St. Vincent Hospital, Medical Department II, Academic Teaching Hospital of Medical University Vienna, The VINFORCE Study Group, Stumpergasse 13, 1060, Vienna, Austria.
Skeletal Radiol. 2013 Feb;42(2):187-94. doi: 10.1007/s00256-012-1512-4. Epub 2012 Sep 7.
Osteogenesis imperfecta (OI) is an inherited disorder characterized by increased bone fragility with recurrent fractures that leads to skeletal deformities in severe cases. Consequently, in most OI patients, the hip is the only reliable measuring site for estimating future fracture risk. The aim of the study was to assess the applicability of hip structure analysis (HSA) by DXA in adult patients with osteogenesis imperfecta.
We evaluated bone mineral density (BMD) and hip structure analysis (HSA) by DXA, including cross-sectional area (CSA), cross-sectional moment of inertia (CSMI) and femoral strength index (FSI) in 30 adult patients with different types of OI and 30 age-matched healthy controls (CO). The OI total group (OI-tot) was divided into two subgroups: the mild OI I group (OI-I) and the more severe OI III and IV group (OI-III-IV).

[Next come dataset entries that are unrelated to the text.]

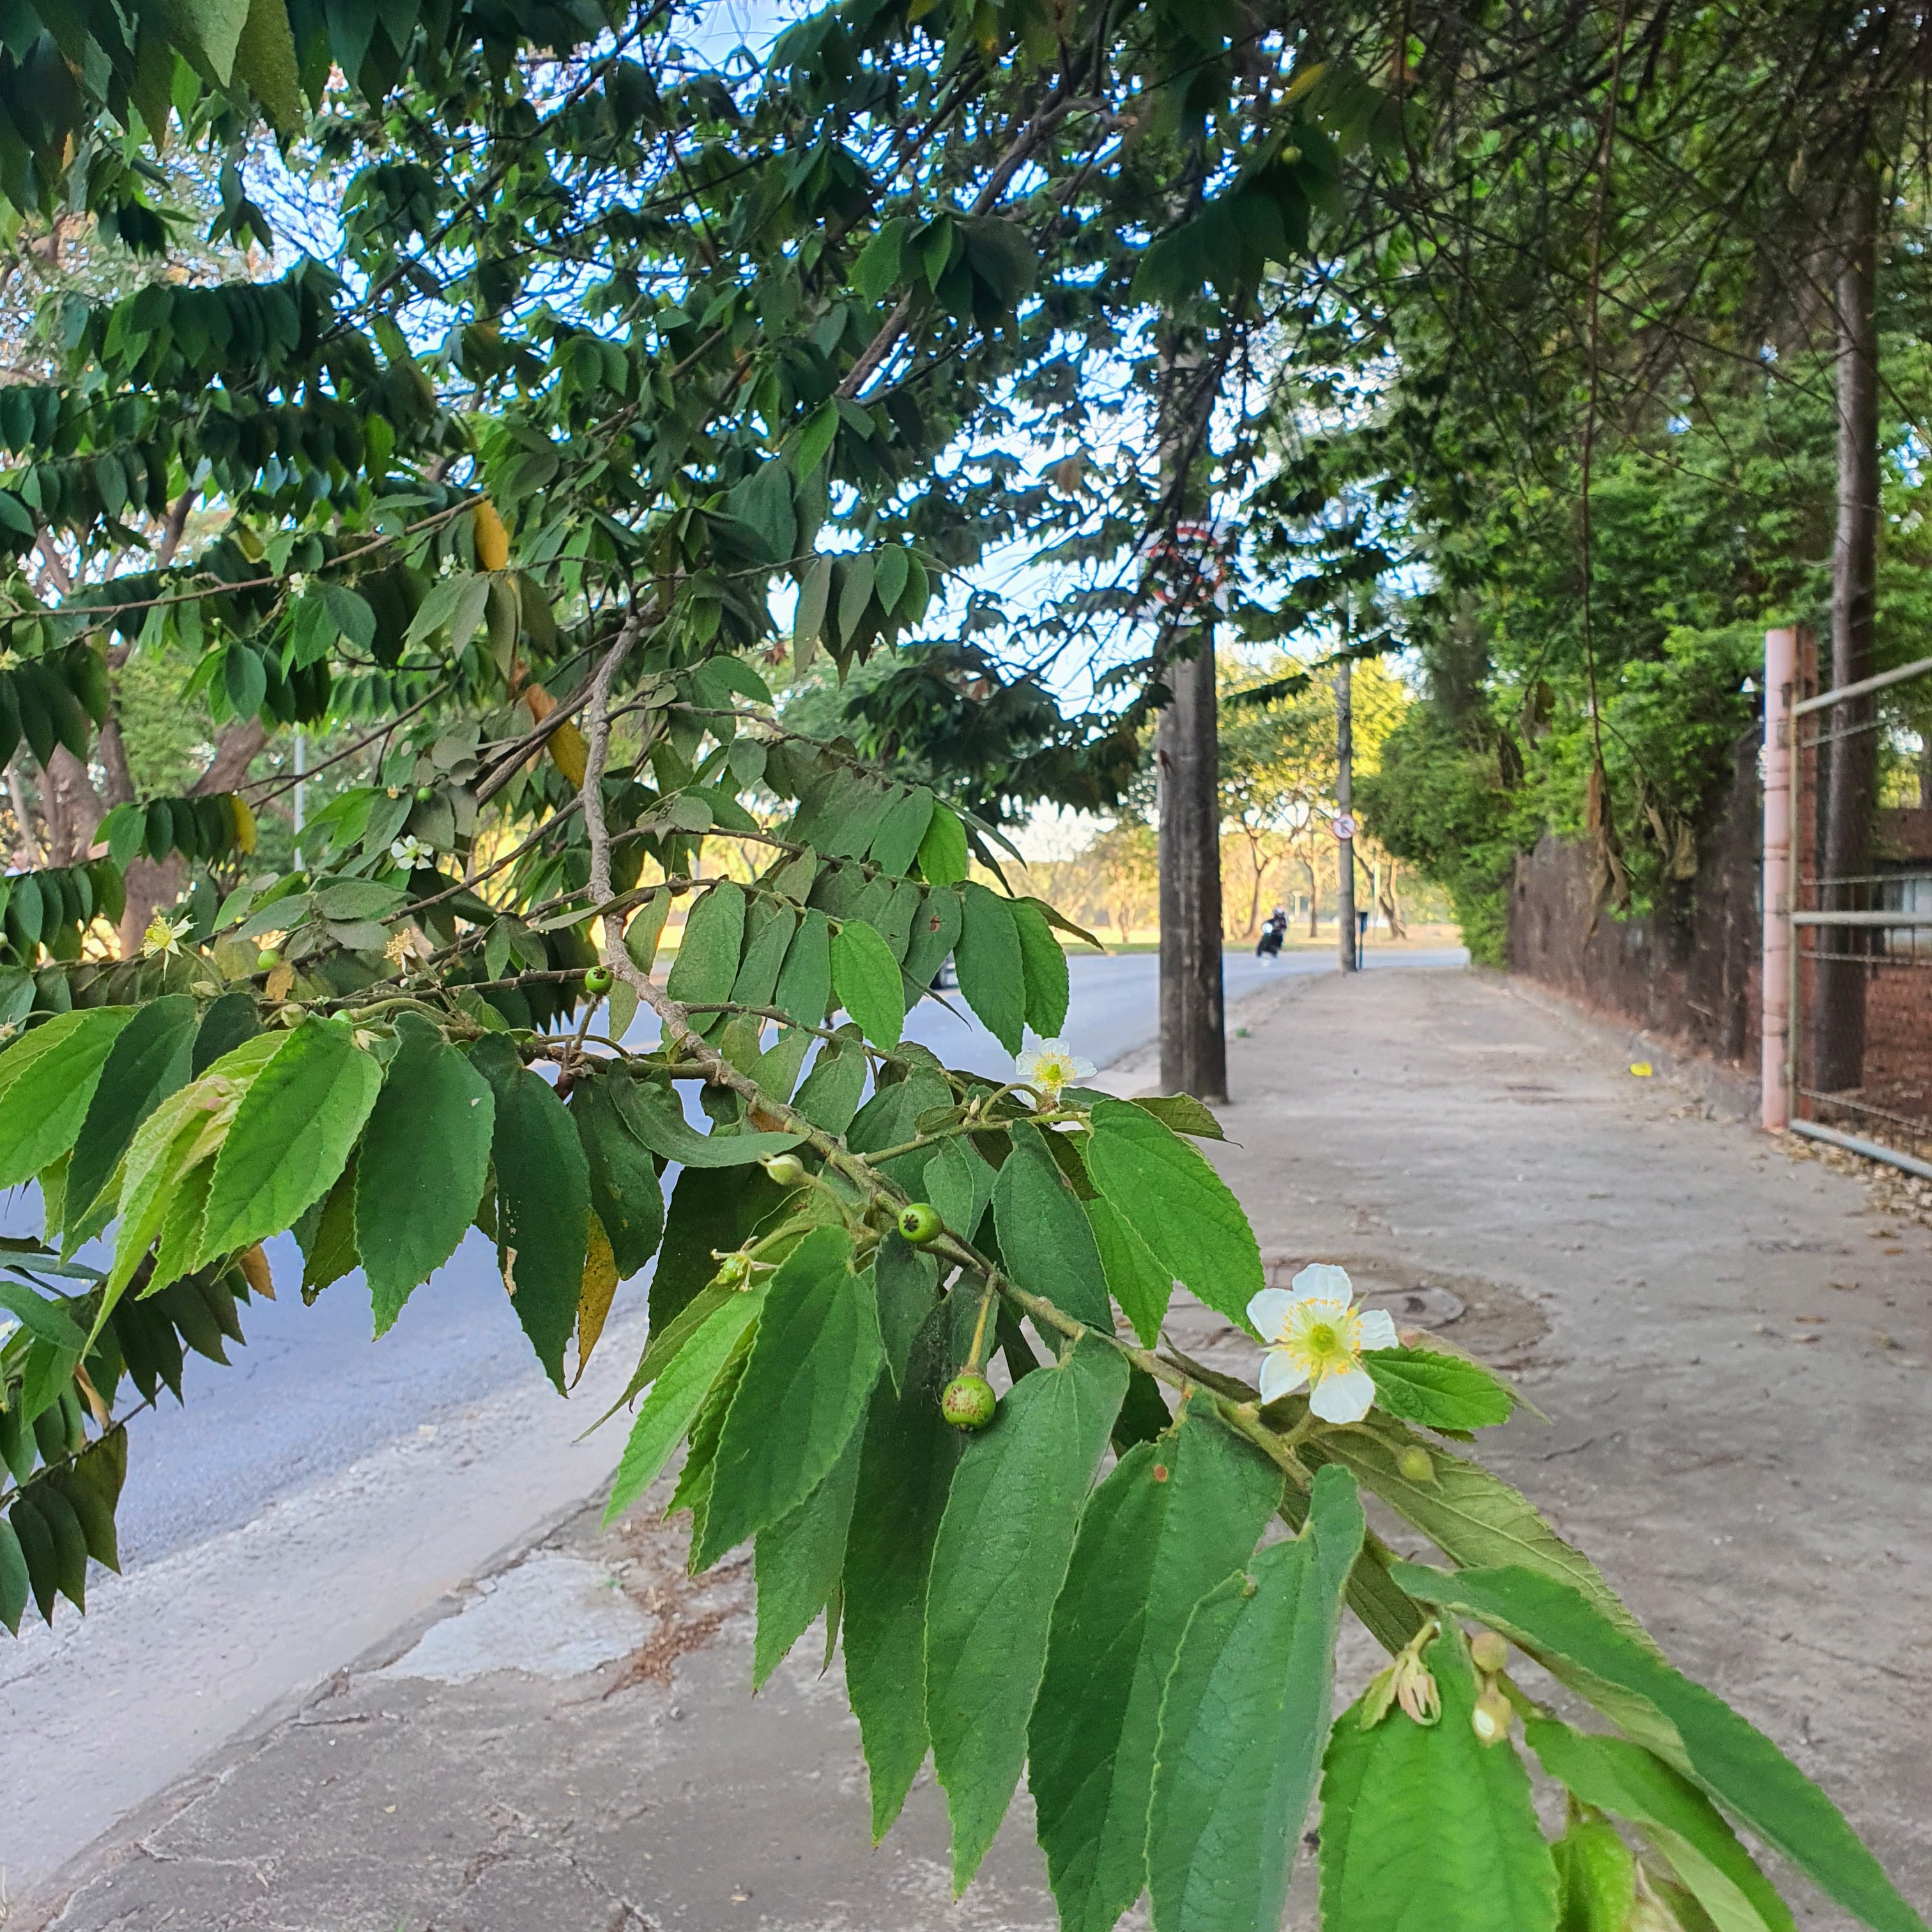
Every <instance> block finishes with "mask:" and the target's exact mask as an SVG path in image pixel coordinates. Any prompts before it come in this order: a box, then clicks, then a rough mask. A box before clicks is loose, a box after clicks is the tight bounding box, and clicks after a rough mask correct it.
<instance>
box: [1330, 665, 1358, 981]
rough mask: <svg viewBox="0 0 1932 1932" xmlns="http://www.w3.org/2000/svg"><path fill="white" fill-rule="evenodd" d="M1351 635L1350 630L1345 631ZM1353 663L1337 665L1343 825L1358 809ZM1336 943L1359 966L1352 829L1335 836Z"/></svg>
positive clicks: (1342, 967) (1338, 793)
mask: <svg viewBox="0 0 1932 1932" xmlns="http://www.w3.org/2000/svg"><path fill="white" fill-rule="evenodd" d="M1343 638H1347V630H1345V632H1343ZM1350 670H1352V667H1350V665H1349V661H1347V659H1343V663H1341V665H1339V667H1337V668H1335V811H1337V817H1339V827H1337V829H1343V827H1347V821H1349V819H1350V817H1352V811H1354V711H1352V680H1350ZM1335 945H1337V956H1339V958H1341V970H1343V972H1354V968H1356V947H1358V939H1356V931H1354V835H1352V831H1349V833H1347V835H1345V837H1339V838H1337V840H1335Z"/></svg>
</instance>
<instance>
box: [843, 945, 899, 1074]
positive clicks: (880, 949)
mask: <svg viewBox="0 0 1932 1932" xmlns="http://www.w3.org/2000/svg"><path fill="white" fill-rule="evenodd" d="M833 987H835V991H837V993H838V999H840V1003H842V1005H844V1009H846V1012H850V1014H852V1018H854V1020H858V1024H860V1030H862V1032H864V1036H866V1037H867V1039H869V1041H873V1045H879V1047H896V1045H898V1034H900V1028H902V1026H904V1022H906V1001H904V995H902V991H900V978H898V960H896V958H893V949H891V947H889V945H887V943H885V941H883V939H881V937H879V933H877V931H875V929H873V927H871V925H866V923H864V922H862V920H846V922H844V923H842V925H840V927H838V929H837V931H835V933H833Z"/></svg>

The mean neck BMD of OI-I and OI-III-IV were significantly lower compared to CO (-15.9 %, p < 0.005 and -37.5 %, p < 0.001 respectively). Similar results were observed at trochanter and total hip. CSA and the CSMI value were significantly lower for OI-I (-23.2 %, p < 0.001) and OI-III-IV (-45.9 %, p < 0.001) in comparison to CO. In addition, significant differences were found between the mild OI-I and the severe OI-III-IV group (-29.6 %, p < 0.05). FSI was significantly decreased in the OI-III-IV (25.7 %, p < 0.05) in comparison to the CO. Furthermore, significant correlations between BMD and HSA and between HSA and height and weight were found in osteogenesis imperfecta and controls.

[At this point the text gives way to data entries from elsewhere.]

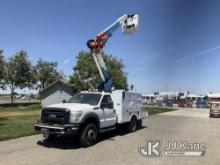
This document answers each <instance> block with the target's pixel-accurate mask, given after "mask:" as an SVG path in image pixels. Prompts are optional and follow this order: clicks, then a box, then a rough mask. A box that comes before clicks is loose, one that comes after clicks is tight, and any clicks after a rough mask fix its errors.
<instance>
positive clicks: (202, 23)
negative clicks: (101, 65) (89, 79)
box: [0, 0, 220, 93]
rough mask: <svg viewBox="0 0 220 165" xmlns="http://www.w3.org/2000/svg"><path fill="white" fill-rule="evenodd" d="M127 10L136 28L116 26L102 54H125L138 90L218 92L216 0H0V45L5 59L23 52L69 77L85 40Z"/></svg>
mask: <svg viewBox="0 0 220 165" xmlns="http://www.w3.org/2000/svg"><path fill="white" fill-rule="evenodd" d="M125 13H137V14H139V15H140V29H139V31H138V32H137V33H135V34H134V35H131V36H124V35H123V34H122V33H121V32H120V30H118V31H117V32H115V33H114V35H113V37H112V38H111V39H110V40H109V41H108V43H107V46H106V48H105V49H104V51H105V53H107V54H112V55H113V56H117V57H119V58H121V59H123V62H124V64H125V66H126V68H125V71H126V72H127V73H128V80H129V84H134V86H135V90H136V91H139V92H142V93H151V92H154V91H165V90H169V91H179V90H181V91H190V92H192V93H207V92H210V91H213V92H219V91H220V85H219V84H220V76H219V75H218V72H219V70H220V65H219V64H220V55H219V53H220V20H219V18H220V1H218V0H216V1H215V0H211V1H209V0H186V1H184V0H182V1H181V0H166V1H164V0H156V1H155V0H139V1H135V0H133V1H132V0H128V1H123V0H121V1H119V0H112V1H103V0H94V1H88V0H87V1H86V0H62V1H61V0H37V1H36V0H19V1H16V0H1V1H0V23H1V26H0V48H1V49H3V50H4V55H5V57H6V58H9V57H10V56H11V55H14V54H15V53H16V52H17V51H19V50H21V49H24V50H26V51H27V52H28V56H29V58H30V60H31V61H33V62H36V60H37V59H39V58H43V59H44V60H48V61H57V62H58V63H59V69H60V70H62V71H63V72H64V73H65V74H66V75H71V74H72V72H73V70H72V68H73V66H74V64H75V62H76V60H75V59H76V58H75V57H76V55H77V54H78V53H79V52H80V51H81V50H88V49H87V47H86V44H85V43H86V41H87V40H88V39H90V38H94V37H95V36H96V34H98V33H99V32H101V31H102V30H103V29H105V28H106V27H107V26H108V25H110V24H111V23H113V21H115V19H117V18H118V17H120V16H121V15H123V14H125Z"/></svg>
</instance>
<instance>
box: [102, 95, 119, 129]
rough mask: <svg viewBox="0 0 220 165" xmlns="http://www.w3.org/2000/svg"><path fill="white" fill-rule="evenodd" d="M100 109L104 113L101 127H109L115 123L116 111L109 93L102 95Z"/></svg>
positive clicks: (115, 119)
mask: <svg viewBox="0 0 220 165" xmlns="http://www.w3.org/2000/svg"><path fill="white" fill-rule="evenodd" d="M100 109H101V110H102V111H103V114H104V122H103V127H111V126H114V125H115V124H116V112H115V110H114V107H113V101H112V98H111V96H110V95H104V96H103V98H102V102H101V104H100Z"/></svg>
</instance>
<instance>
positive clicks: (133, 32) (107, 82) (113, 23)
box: [87, 14, 139, 92]
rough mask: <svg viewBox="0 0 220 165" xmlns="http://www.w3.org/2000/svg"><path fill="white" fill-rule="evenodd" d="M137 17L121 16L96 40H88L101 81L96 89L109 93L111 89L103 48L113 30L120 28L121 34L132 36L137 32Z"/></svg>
mask: <svg viewBox="0 0 220 165" xmlns="http://www.w3.org/2000/svg"><path fill="white" fill-rule="evenodd" d="M138 21H139V16H138V15H136V14H132V15H123V16H121V17H120V18H118V19H117V20H116V21H115V22H114V23H113V24H111V25H110V26H109V27H107V28H106V29H105V30H104V31H102V32H101V33H99V34H98V35H97V36H96V40H93V39H91V40H88V41H87V46H88V47H89V48H90V50H91V52H92V56H93V59H94V61H95V63H96V66H97V68H98V71H99V74H100V76H101V79H102V83H101V84H100V85H99V86H98V89H99V90H101V91H103V90H104V91H105V92H110V91H111V88H112V78H111V75H110V74H109V72H108V69H107V67H106V65H105V62H104V60H103V56H102V54H103V51H102V49H103V47H104V46H105V44H106V42H107V41H108V39H109V37H111V36H112V34H113V33H114V31H115V30H117V29H118V28H119V27H120V26H121V27H122V32H123V33H125V34H132V33H134V32H136V31H137V30H138Z"/></svg>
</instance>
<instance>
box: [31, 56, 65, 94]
mask: <svg viewBox="0 0 220 165" xmlns="http://www.w3.org/2000/svg"><path fill="white" fill-rule="evenodd" d="M57 66H58V64H57V62H47V61H44V60H42V59H39V60H38V61H37V63H36V65H35V66H34V71H33V73H34V80H35V81H36V82H39V85H38V87H39V88H40V89H41V90H42V89H44V88H45V87H47V86H48V85H49V84H51V83H53V82H54V81H56V80H59V79H62V78H63V74H62V73H60V72H58V71H57Z"/></svg>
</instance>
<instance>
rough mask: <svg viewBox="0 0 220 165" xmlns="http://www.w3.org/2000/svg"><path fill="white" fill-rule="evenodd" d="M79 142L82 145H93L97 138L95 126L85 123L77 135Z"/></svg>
mask: <svg viewBox="0 0 220 165" xmlns="http://www.w3.org/2000/svg"><path fill="white" fill-rule="evenodd" d="M79 140H80V143H81V145H82V146H83V147H88V146H91V145H94V144H95V143H96V140H97V127H96V125H95V124H93V123H89V124H87V125H86V126H85V127H84V128H83V129H82V131H81V133H80V135H79Z"/></svg>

BMD measurement in osteogenesis imperfecta patients is very critical. The combination of BMD and geometric structural measurements at the hip in osteogenesis imperfecta patients may represent an additional helpful means in estimating bone strength and fracture risk.
成骨不全症(OI)是一种遗传性疾病,其特征是骨脆性增加,反复骨折,导致严重病例骨骼畸形。因此,在大多数 OI 患者中,髋关节是唯一可靠的测量部位,用于估计未来的骨折风险。本研究旨在评估 DXA 髋关节结构分析(HSA)在成骨不全症成年患者中的适用性。

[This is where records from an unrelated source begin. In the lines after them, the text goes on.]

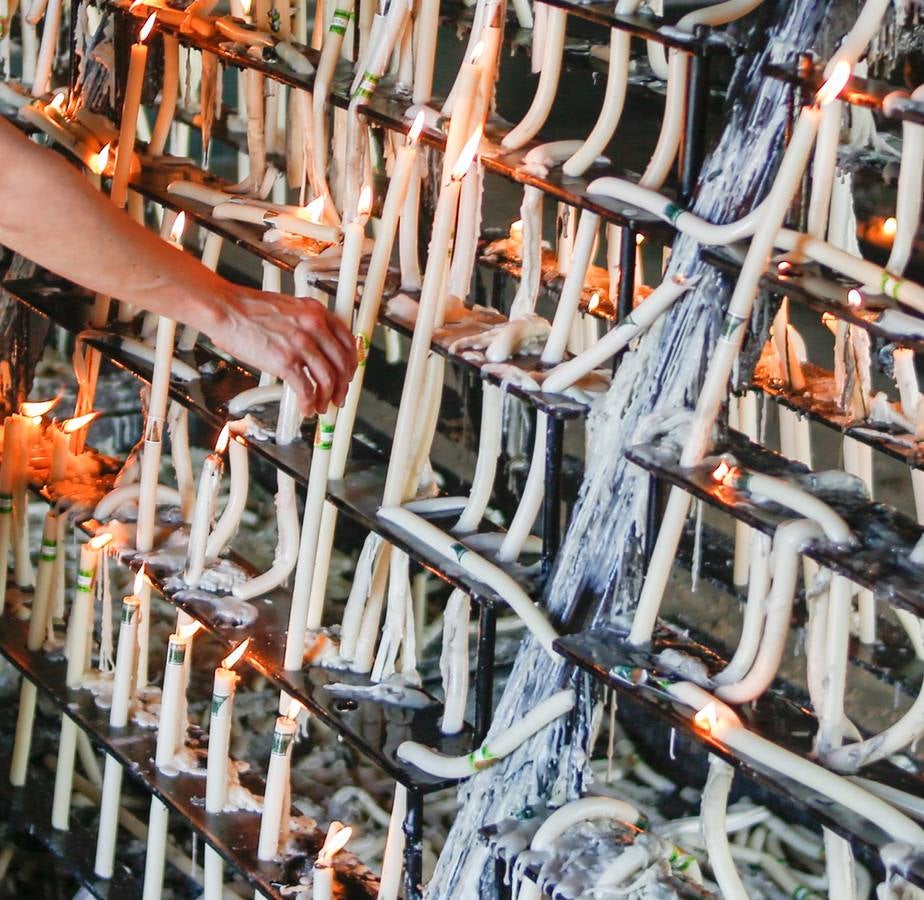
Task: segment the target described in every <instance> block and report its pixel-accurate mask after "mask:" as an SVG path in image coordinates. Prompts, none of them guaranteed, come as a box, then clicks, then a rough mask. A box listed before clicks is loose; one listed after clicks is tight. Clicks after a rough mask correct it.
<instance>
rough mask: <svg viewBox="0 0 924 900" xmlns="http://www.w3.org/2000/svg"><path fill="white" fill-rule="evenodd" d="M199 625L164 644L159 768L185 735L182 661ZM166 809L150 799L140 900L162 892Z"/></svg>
mask: <svg viewBox="0 0 924 900" xmlns="http://www.w3.org/2000/svg"><path fill="white" fill-rule="evenodd" d="M199 627H200V626H199V623H198V622H195V623H194V624H192V625H187V626H181V627H180V628H179V629H178V630H177V631H176V632H175V633H174V634H171V635H170V639H169V641H168V642H167V661H166V665H165V666H164V683H163V688H162V689H161V695H160V718H159V721H158V723H157V744H156V748H155V752H154V764H155V765H156V766H157V767H158V768H159V769H162V768H164V767H166V766H169V765H170V764H171V763H172V762H173V759H174V757H175V756H176V754H177V751H178V750H179V749H180V746H179V742H180V735H181V734H182V735H184V736H185V733H186V723H185V722H184V721H182V719H183V718H184V717H185V710H186V679H187V675H188V672H187V668H186V659H187V654H188V651H189V642H190V640H191V638H192V636H193V635H194V634H195V633H196V632H197V631H198V630H199ZM167 825H168V815H167V807H166V806H165V805H164V804H163V803H162V802H161V801H160V800H159V799H158V798H157V797H152V798H151V812H150V814H149V816H148V842H147V853H146V855H145V861H144V889H143V893H142V898H143V900H157V898H159V897H161V895H162V893H163V885H164V860H165V858H166V852H167Z"/></svg>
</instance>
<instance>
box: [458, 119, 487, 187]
mask: <svg viewBox="0 0 924 900" xmlns="http://www.w3.org/2000/svg"><path fill="white" fill-rule="evenodd" d="M481 131H482V126H481V125H479V126H478V127H477V128H476V129H475V130H474V131H473V132H472V136H471V137H470V138H469V139H468V141H466V143H465V146H464V147H463V148H462V150H461V152H460V153H459V158H458V159H457V160H456V164H455V165H454V166H453V167H452V173H451V175H450V177H451V178H452V179H453V180H454V181H461V180H462V178H464V177H465V173H466V172H467V171H468V167H469V166H470V165H471V164H472V162H473V161H474V159H475V157H476V156H477V155H478V147H479V146H480V145H481Z"/></svg>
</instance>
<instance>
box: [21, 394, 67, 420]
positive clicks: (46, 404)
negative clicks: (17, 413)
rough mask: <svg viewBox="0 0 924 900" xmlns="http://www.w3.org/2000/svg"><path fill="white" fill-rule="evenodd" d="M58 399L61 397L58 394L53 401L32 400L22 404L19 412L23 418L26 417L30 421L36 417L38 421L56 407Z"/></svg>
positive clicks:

我们评估了 30 名不同类型 OI 成年患者和 30 名年龄匹配的健康对照组(CO)的骨密度(BMD)和髋关节结构分析(HSA),包括横截面积(CSA)、横截面惯性矩(CSMI)和股骨强度指数(FSI)。OI 总组(OI-tot)分为两个亚组:轻度 OI I 组(OI-I)和更严重的 OI III 和 IV 组(OI-III-IV)。
OI-I 和 OI-III-IV 的颈 BMD 平均值明显低于 CO(分别为-15.9%,p<0.005 和-37.5%,p<0.001)。在转子间区和全髋关节也观察到类似的结果。CSA 和 CSMI 值在 OI-I(-23.2%,p<0.001)和 OI-III-IV(-45.9%,p<0.001)与 CO 相比显著降低。此外,在轻度 OI-I 和严重 OI-III-IV 组之间也发现了显著差异(-29.6%,p<0.05)。与 CO 相比,OI-III-IV 的 FSI 明显降低(25.7%,p<0.05)。此外,在成骨不全症和对照组中,均发现 BMD 与 HSA 之间以及 HSA 与身高和体重之间存在显著相关性。
在成骨不全症患者中,BMD 测量非常关键。在成骨不全症患者中,BMD 与髋关节的几何结构测量相结合,可能代表了一种额外的有用手段,用于估计骨强度和骨折风险。